Driver Profiles
Paramjit Singh Winnipeg, Manitoba / September 27, 1989 Paramjit Singh was last heard from at about 7:30 p.m. on Thursday, Sept. 27, 1989. He had been dispatched to pick up a fare at Corydon Avenue and Arbuthnot Street, but he radioed the dispatcher that nobody was there. The 28-year-old father of two then called his wife and told her that he had a fare going downtown and that he would be home for lunch at 9:45 p.m. He never arrived.
Mr. Singh's taxi was found Thursday night about 11:20 p.m. behind a marketing office at 250 Panet Road. There were blood stains on exterior of the cab on the driver's side. About 30 police officers and a helicopter were detailed to look for him.

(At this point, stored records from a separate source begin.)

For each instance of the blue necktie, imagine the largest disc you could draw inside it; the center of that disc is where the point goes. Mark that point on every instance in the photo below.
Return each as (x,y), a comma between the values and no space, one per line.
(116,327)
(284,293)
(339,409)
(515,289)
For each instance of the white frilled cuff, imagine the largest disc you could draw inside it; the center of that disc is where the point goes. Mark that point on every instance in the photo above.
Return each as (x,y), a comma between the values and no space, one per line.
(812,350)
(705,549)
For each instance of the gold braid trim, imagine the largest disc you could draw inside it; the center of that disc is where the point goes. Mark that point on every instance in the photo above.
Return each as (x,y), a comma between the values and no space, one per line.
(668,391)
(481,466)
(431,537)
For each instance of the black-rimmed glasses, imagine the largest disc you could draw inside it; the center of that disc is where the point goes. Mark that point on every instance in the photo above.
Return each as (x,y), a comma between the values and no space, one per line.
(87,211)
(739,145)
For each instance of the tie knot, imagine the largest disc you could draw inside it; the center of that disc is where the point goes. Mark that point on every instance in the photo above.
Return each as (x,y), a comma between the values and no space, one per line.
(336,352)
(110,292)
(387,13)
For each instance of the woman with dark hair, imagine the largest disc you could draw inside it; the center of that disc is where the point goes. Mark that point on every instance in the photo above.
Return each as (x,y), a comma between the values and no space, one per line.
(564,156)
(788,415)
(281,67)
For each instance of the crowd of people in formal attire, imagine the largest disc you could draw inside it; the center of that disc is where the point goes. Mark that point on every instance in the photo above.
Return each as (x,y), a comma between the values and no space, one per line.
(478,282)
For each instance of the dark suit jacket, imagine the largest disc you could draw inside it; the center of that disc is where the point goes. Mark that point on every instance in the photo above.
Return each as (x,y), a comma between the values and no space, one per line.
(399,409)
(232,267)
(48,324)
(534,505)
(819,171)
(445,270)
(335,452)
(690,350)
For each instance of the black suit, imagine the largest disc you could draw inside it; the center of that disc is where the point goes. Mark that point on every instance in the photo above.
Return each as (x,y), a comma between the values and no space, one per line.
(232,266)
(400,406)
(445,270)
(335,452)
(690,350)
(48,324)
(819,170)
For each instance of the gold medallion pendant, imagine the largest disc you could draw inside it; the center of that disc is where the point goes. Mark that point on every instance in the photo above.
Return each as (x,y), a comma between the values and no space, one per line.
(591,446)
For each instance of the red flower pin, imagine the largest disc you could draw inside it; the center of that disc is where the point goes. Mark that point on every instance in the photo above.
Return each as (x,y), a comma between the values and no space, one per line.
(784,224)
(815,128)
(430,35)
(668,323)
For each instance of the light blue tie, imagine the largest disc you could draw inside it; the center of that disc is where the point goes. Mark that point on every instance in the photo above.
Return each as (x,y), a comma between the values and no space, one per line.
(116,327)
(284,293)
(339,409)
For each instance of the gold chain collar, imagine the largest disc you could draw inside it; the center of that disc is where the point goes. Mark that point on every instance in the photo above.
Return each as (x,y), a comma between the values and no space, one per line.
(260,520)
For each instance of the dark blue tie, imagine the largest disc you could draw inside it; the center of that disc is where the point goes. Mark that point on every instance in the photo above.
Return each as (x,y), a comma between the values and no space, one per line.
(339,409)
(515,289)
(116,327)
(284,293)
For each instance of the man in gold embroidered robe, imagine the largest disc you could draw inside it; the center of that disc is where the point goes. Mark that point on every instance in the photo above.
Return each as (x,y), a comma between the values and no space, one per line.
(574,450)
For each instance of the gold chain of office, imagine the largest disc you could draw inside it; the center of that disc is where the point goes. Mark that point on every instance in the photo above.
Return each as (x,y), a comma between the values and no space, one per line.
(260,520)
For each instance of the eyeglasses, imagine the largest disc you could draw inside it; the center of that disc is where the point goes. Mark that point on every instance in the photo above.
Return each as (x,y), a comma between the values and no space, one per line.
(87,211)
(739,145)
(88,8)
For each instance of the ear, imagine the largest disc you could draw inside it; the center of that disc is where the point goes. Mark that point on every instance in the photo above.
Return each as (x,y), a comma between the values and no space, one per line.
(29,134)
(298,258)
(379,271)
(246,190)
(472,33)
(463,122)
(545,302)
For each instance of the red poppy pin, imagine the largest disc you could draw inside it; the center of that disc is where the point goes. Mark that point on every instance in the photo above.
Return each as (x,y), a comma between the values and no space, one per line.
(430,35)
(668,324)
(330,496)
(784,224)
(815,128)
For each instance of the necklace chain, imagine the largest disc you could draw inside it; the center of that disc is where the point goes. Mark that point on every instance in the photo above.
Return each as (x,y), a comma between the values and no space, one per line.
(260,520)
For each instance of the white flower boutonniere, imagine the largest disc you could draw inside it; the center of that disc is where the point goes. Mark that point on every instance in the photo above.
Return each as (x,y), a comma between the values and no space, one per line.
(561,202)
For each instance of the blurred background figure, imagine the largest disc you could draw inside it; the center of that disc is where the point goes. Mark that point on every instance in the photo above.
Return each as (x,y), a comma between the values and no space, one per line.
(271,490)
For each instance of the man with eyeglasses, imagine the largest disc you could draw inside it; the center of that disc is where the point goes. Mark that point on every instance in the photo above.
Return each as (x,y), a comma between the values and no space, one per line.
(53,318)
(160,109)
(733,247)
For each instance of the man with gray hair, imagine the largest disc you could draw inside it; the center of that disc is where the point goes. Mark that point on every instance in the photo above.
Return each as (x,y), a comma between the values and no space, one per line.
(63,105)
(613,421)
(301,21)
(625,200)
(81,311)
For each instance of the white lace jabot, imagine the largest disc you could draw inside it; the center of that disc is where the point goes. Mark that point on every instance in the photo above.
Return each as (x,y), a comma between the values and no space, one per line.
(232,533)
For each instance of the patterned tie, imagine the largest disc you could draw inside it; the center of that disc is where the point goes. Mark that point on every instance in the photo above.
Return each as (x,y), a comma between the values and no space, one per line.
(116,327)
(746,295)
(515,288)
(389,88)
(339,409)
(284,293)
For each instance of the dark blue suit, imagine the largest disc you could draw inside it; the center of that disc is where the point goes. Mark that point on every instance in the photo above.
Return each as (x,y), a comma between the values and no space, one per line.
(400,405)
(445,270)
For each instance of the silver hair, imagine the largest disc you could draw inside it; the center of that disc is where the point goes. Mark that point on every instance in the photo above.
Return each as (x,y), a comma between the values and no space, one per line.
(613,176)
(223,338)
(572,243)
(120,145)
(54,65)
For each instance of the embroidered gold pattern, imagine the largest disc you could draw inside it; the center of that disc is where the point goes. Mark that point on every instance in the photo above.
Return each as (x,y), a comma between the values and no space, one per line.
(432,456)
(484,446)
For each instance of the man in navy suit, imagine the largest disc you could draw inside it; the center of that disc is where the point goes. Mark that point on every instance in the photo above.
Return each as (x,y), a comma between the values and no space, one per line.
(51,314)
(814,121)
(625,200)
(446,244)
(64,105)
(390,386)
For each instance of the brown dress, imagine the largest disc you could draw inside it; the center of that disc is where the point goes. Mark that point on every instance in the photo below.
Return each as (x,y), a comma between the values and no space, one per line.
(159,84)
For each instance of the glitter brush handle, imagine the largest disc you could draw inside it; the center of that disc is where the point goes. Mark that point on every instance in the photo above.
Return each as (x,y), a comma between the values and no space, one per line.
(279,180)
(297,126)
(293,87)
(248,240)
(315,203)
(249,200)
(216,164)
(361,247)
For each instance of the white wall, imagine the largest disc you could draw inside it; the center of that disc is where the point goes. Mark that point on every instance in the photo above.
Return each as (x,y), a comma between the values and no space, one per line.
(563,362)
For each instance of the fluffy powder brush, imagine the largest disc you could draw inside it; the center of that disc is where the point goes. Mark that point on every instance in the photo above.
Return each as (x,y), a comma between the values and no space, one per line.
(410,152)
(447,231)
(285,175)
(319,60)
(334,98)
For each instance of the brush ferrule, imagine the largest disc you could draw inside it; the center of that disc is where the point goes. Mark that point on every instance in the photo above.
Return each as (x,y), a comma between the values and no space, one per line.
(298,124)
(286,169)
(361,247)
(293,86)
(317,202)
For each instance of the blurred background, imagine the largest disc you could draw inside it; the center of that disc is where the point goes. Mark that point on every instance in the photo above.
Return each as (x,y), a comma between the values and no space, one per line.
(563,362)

On Friday afternoon two 13-year-old boys riding home in a school bus spotted something in the ditch along Sapton Road, east of Bird's Hill Provincial Park. Sapton Road was a busy thoroughfare but the bottom of the ditch was too deep to be visible from a car.
At about 3 p.m. on Sunday afternoon the boys decided to investigate what they had seen and discovered Mr. Singh's body face down in the ditch. His trousers and underwear were pulled down to his ankles. He had been shot in the chest with a shotgun.

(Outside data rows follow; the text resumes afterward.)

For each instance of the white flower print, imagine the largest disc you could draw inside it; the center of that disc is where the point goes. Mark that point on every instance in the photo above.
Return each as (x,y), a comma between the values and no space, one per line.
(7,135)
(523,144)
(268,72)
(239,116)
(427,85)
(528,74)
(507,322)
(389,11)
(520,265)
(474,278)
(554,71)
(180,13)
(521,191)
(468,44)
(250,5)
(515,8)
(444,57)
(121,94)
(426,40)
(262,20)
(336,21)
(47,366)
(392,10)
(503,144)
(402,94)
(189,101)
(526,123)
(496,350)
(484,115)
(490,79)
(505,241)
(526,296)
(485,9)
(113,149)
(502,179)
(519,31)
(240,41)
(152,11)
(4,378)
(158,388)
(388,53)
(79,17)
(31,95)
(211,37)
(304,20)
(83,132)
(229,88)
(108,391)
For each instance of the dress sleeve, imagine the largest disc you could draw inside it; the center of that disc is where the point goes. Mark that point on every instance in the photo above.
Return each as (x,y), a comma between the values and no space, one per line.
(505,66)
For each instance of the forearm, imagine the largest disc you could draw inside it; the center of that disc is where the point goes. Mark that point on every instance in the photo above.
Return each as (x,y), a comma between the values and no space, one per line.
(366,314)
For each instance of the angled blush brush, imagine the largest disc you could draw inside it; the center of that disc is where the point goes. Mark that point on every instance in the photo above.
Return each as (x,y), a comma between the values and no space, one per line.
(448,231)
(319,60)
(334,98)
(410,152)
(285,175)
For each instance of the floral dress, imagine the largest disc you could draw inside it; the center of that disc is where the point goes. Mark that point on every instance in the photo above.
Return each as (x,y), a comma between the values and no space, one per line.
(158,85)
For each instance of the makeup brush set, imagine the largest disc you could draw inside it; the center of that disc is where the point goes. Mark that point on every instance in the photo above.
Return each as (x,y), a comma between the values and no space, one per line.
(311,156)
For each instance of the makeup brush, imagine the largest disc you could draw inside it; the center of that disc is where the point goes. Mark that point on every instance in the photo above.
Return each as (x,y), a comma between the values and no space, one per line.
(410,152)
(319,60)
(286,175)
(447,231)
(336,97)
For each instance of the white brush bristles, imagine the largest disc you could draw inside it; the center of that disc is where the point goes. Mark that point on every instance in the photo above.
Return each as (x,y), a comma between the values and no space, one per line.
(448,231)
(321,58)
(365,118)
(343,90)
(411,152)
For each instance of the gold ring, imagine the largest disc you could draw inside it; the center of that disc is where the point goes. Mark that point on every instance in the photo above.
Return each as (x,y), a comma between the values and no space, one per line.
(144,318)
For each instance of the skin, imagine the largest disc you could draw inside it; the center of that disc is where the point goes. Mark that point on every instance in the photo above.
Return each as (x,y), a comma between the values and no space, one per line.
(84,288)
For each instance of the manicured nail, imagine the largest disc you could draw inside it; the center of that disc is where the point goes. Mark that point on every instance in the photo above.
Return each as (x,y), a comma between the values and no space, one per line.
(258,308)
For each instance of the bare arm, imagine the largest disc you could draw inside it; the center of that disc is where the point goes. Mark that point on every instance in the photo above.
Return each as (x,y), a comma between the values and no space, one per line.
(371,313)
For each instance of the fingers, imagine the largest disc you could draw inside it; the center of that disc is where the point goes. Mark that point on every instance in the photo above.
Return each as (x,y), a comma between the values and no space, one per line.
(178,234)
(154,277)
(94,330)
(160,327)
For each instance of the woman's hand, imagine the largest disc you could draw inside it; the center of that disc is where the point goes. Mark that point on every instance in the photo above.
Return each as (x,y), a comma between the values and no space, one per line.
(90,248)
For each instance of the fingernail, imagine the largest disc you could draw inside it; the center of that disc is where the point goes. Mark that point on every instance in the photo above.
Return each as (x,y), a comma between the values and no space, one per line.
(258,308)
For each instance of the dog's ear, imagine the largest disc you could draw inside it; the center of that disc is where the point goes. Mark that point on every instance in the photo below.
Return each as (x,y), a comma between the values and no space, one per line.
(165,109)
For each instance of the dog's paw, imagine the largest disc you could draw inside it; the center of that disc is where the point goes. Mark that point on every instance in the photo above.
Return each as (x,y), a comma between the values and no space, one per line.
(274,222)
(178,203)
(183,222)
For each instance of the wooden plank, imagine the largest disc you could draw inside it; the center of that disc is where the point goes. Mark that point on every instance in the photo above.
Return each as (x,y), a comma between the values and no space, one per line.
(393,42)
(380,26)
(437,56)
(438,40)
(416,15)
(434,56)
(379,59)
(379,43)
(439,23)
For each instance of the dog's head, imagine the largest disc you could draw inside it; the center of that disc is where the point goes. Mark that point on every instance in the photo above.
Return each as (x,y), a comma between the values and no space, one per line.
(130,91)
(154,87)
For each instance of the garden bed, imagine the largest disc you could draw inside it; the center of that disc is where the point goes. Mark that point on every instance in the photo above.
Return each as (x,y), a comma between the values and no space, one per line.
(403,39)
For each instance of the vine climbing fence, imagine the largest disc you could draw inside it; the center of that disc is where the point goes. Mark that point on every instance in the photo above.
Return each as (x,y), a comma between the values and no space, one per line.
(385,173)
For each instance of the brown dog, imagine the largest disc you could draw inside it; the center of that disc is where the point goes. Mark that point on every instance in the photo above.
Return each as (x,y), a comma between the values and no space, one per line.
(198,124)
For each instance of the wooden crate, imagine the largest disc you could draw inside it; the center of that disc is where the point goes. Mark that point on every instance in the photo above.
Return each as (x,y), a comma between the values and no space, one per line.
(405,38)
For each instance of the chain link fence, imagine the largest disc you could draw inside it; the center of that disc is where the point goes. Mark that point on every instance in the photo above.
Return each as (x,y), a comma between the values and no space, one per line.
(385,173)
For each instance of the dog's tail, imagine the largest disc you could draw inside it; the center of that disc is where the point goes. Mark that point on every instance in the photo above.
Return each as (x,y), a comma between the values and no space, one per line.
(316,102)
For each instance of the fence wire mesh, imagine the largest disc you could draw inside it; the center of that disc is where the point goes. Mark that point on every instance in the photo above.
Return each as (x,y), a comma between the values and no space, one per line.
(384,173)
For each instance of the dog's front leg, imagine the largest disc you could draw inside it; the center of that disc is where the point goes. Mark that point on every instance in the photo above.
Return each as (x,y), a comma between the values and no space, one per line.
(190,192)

Mr. Singh's murder -- the third taxi driver murder in a little over three years -- sparked new demands for safety measures. Manitoba Legislative Assembly member Gulzar Cheema also linked the issue of cab safety to racism, noting that East Indian drivers had complained to him about the racial abuse they encountered.

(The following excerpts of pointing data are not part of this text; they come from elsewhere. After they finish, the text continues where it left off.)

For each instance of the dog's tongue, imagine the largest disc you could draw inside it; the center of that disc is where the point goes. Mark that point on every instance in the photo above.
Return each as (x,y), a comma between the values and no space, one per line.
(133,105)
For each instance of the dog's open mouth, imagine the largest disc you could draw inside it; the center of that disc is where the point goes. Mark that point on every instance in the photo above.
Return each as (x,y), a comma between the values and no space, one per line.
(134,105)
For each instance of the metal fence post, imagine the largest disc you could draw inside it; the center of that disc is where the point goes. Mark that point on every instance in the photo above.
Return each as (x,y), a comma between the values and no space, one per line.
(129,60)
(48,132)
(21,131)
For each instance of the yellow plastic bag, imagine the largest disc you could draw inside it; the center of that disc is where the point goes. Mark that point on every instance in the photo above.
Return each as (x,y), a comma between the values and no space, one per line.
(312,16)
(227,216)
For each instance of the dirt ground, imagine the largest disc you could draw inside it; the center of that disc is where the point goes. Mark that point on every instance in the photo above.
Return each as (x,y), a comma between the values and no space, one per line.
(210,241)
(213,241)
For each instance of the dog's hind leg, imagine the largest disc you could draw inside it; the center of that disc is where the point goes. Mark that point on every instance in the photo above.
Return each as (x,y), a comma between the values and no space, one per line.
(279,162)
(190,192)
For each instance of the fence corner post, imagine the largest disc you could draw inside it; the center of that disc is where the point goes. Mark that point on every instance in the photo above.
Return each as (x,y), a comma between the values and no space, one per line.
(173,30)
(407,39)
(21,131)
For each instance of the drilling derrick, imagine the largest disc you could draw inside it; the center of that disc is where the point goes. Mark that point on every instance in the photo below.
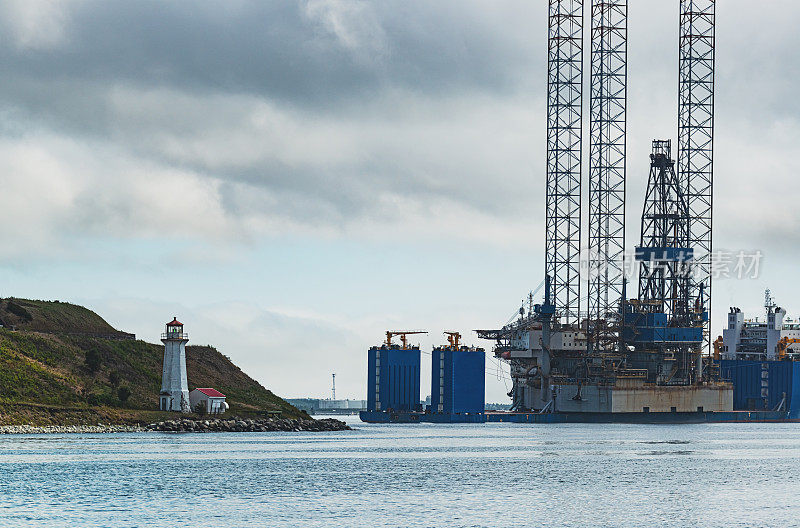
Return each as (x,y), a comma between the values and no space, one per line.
(607,158)
(696,133)
(664,254)
(665,324)
(564,128)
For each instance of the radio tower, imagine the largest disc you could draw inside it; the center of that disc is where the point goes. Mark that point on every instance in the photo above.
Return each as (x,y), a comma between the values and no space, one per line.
(607,156)
(564,127)
(696,134)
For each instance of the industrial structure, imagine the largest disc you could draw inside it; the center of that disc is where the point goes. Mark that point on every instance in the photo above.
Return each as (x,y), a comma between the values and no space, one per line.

"The East Indian community finds it hard to separate the issues of cabbie safety and race relations because about 60 percent of them work in the industry," Cheema said.
On October 3 the Manitoba government announced it would set up a committee to review taxicab safety. Cheema said that instead the government should simply implement the recommendations that arose from the report that was commissioned after Gurnam Singh Dhaliwal's death in 1986. The report had called for mandatory protective shields.
In 1986 the New Democratic government acted on the recommendation but then backed down in the face of objections from cab owners. The province's Advisory Committee Workplace Safety and Health claimed to have dropped the idea when it was found that no existing shield designs would guarantee passenger safety. However a local window company owner said he installed shields in 276 taxis during the two weeks that they were mandatory.
Also on October 3, police arrested a 22-year-old man in a Galt Street hostel and charged him with Mr. Singh's murder.
Paramjit Singh. (Source: Winnipeg Sun, October 1, 1989, p. 4)
On October 10 the case took a new twist when it was learned that Mr. Singh had activated an emergency distress signal but the dispatcher did not notify police. A police investigation later found no evidence of criminal negligence.
Mr. Singh's funeral on October 10 was attended by about 300 people, half of them taxi drivers. About 100 cabs, flying black ribbons from their radio aerials, joined the funeral procession.
At the same time, highways minister Albert Driedger announced that the government would be making the installation of shields mandatory. Ironically the Driedger's Conservative party had opposed mandatory shields when the NDP government introduced the measure in 1986.
However, it took the death of another Winnipeg cab driver, Pritam Deol before the mandatory shield policy was finally implemented.